A Bíblia recontada por van Loon

 

A BÍBLIA RECONTADA POR VAN LOON

Miguel Carqueija

 

Resenha do livro “A história da Bíblia”, por Hendrik Willem van Loon. Editora Nova Fronteira, Rio de Janeiro-RJ, 2020. Tradução: Monteiro Lobato. Prefácio: Mary del Priore. Ilustrações: Lelis. Título original: “The story of the Bible”.

 

Obra de fôlego do conhecido historiador holandês, é uma espécie de visão desse autor sobre o texto bíblico em suas muitas subdivisões. São perto de 300 páginas grandes e com letras pequenas, portanto bastante leitura.

A orelha desta edição afirma: “As histórias das sagradas escrituras são incomparáveis. Com seus personagens célebres, revelam os movimentos de nosso coração, lançam luzes sobre nossas fraquezas e fortalezas, dão-nos exemplos de conduta e nos enchem de esperança, bondade e desejos de praticar o bem”.

O que van Loon faz é recontar a seu modo as histórias bíblicas, com linguagem pitoresca mas não desrespeitosa, e sua própria interpretação e análise. Vejam este trecho da página 180:

“O Cântico dos Cânticos não é um livro religioso, mas significa a primeira prova de algo novo e muito sutil que havia aparecido no mundo.

No começo dos tempos a mulher não passava de uma besta de carga. Trabalhava para ele nos campos. Zelava-lhe do gado. Gestava-lhe filhos. Cuidava da sua comodidade — e em paga recebia os restos que sobravam da mesa do homem.

Mas tudo entrara a mudar. A mulher começava a ser reconhecida como igual ao homem — sua companheira. A que lhe inspira amor e o recebe. Sobre essa firme base de mútuo respeito e afeição, um novo mundo iria ser construído.”

(Acho que ele exagerou um pouco. Mesmo nos tempos anteriores à Bíblia existiam rainhas.)

A cuidadosa leitura da obra mostra que o historiador, sem se comprometer muito, narra as histórias da Bíblia como podendo ser verdadeiras, fictícias ou com alguma mistura de ficção com fatos históricos. Sobre os Dez Mandamentos, encontramos na página 65:

“E foi assim que ficaram os judeus com a sua Lei. Necessitavam agora de um lugar onde pudessem reunir-se para a adoração de Jeová, e Moisés ordenou que se construísse o tabernáculo, ou uma igreja de madeira coberta de toldo. Anos depois, quando os judeus passaram a viver em cidade, o tabernáculo foi construído de tijolos, mármore e granito, tornando-se o famoso Templo de Jerusalém.
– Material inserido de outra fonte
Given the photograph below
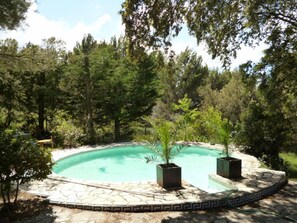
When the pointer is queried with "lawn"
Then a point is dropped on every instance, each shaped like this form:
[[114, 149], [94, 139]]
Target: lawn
[[291, 159]]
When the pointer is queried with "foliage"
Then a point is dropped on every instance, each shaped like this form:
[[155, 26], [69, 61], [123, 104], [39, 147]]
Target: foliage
[[163, 141], [67, 134], [22, 160], [291, 161], [224, 26], [12, 13], [186, 119], [269, 126]]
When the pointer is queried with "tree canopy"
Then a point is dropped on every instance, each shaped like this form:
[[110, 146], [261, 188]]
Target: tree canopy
[[224, 25], [12, 13]]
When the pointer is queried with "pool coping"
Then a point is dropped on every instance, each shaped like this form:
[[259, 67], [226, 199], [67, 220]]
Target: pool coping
[[255, 184]]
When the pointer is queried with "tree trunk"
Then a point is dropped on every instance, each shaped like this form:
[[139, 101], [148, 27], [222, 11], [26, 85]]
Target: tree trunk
[[90, 121], [117, 129], [41, 107]]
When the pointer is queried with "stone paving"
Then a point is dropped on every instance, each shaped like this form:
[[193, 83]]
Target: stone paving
[[142, 197]]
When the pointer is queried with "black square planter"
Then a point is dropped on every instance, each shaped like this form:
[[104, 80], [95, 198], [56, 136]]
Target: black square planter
[[169, 175], [229, 167]]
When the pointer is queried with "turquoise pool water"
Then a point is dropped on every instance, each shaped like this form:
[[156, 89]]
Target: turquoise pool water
[[128, 164]]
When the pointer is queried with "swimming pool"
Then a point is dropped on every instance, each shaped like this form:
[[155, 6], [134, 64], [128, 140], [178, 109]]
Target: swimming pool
[[128, 164]]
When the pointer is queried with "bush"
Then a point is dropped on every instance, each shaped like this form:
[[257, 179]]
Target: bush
[[22, 160]]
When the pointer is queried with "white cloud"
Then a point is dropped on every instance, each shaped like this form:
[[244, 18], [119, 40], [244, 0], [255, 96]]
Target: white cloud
[[39, 27]]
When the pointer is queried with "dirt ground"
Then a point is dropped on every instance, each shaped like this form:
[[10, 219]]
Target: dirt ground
[[281, 207]]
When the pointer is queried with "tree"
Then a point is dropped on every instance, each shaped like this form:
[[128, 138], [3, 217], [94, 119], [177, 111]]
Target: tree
[[12, 13], [225, 25], [186, 119], [22, 160], [128, 89], [233, 99], [78, 84], [40, 81], [9, 88], [269, 124]]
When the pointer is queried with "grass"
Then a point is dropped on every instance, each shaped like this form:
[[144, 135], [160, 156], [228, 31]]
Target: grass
[[291, 159]]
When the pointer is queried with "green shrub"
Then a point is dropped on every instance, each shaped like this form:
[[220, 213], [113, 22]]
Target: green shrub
[[22, 160]]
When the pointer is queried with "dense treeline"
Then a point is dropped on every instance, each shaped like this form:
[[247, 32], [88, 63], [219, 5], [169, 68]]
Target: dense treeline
[[98, 94]]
Mas o tabernáculo tinha de ser conduzido de acordo com certas regras, mantidas por sacerdotes e a fidelidade da tribo de Levi fez que Moisés dela tirasse o corpo sacerdotal. Daí os “levitas” que aparecem em todo o decurso da história dos judeus.

Moisés ficou como uma espécie de rei sem coroa; e, de acordo com as ideias que o sogro lhe transmitia, estabeleceu que só a ele era dado apresentar-se a Jeová quando houvesse necessidade disso.”

“Rei sem coroa” é uma boa definição da chefia exercida por Moisés.

Como se vê, a narração de van Loon é descontraída, com algum espaço para o humor, mas desperta o interesse em ler a Bíblia, que é, afinal, o livro da humanidade, respeitada inclusive por muitos não-cristãos, como os muçulmanos. A tradução de Monteiro Lobato, que tanto ajudou a difundir os livros no Brasil, parece-me exemplar. A leitura “escorrega” fácil e prazeirosamente.

Não concordo com as observações sobre as datas em que foram escritos os Quatro Evangelhos, pois descobertas modernas confirmam que eles são do século I, portanto dos autores relacionados, Mateus, Marcos, Lucas e João.

Sobre o dilúvio, lemos (pg. 23):

“Vivia naqueles tempo um homem de nome Noé, neto de Matusalém (o qual vivera 969 anos) e descendente de Sete, um dos irmãos de Caim e Abel, nascido depois da tragédia.

Era Noé um bom homem, dos que procuram viver em paz com a própria consciência e o próximo. Se a raça humana tinha de começar de novo, Noé daria um bom recomeço.

E Jeová decidiu matar todos os homens, menos Noé e os seus. Chamou-o e mandou que construísse um navio, ou arca. Devia ter 450 pés de comprimento por 75 de largura e 43 de altura. Tamanho de um transatlântico moderno — e é difícil imaginar como Noé deu conta da incumbência.”

Assim, essa narrativa é descontraída e divertida, mais para familiarizar com a Bíblia quem não a leu. Não sei se o autor professava alguma religião mas seu livro é muito interessante como obra de lazer e informativa.

 

Rio de Janeiro,16 de agosto de 2022.